Quick start
- Paste JSON into the JSON text box.
- Turn on Sort object keys only when alphabetical key order will help comparison.
- Press Format JSON to parse and pretty-print the text.
Best uses
Start here if one of these sounds like your job. The examples below show which inputs matter most.
- Pretty-print minified JSON before reading or sharing it.
- Check whether copied JSON has valid quotes, commas, braces, and brackets.
- Sort keys when comparing small JSON objects.
- Copy formatted output for notes, debugging, or documentation.
What this tool helps with
The JSON Formatter helps you read copied JSON by parsing it and printing it with indentation. It is for syntax and readability, not for proving that an API payload follows a particular business schema.

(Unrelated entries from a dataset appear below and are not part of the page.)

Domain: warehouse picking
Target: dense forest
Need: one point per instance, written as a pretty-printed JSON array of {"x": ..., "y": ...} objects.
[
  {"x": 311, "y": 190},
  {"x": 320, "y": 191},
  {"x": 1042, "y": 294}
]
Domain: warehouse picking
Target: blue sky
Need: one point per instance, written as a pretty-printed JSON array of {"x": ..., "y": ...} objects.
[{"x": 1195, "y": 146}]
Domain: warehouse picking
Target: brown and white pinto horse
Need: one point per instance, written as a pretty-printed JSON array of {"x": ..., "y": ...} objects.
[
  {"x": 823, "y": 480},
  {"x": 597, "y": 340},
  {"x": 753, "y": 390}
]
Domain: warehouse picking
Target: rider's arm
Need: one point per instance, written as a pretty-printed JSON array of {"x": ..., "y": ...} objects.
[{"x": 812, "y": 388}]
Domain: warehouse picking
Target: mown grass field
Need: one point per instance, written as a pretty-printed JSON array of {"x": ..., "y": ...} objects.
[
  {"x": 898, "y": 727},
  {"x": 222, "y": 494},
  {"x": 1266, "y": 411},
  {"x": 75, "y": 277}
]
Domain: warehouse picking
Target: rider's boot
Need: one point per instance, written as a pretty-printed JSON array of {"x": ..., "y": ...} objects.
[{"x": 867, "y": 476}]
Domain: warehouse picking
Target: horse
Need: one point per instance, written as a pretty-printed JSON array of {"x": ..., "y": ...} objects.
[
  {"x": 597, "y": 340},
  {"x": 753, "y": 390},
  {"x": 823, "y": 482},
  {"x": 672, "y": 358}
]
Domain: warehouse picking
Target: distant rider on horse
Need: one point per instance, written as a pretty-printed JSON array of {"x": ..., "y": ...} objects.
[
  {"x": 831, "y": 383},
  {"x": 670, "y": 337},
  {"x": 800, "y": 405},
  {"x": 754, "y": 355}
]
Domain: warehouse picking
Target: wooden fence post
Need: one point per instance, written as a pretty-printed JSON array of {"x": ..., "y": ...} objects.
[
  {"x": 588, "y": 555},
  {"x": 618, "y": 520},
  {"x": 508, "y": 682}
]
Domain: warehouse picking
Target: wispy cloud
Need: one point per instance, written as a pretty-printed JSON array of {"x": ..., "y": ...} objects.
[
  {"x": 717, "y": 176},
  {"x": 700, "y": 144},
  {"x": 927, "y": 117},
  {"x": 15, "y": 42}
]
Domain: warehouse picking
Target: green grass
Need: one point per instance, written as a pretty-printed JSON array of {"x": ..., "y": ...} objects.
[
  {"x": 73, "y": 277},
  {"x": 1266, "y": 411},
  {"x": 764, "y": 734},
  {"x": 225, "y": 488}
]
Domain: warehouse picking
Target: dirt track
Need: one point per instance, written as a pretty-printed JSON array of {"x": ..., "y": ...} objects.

Match each input label on the tool to the text, format, mode, option, or platform rule you actually need.
The logic in plain language
In plain language: The tool parses JSON text in the browser, optionally sorts object keys recursively, then serializes the result with two-space indentation. The examples on the page are there so you can compare your inputs with a filled-out example before copying the answer.
The example cards on the tool page show a complete input and the kind of answer you should expect.
How to read the answer
Read the main result first. Then check the smaller lines for the totals, units, ranges, counts, or formula steps behind it.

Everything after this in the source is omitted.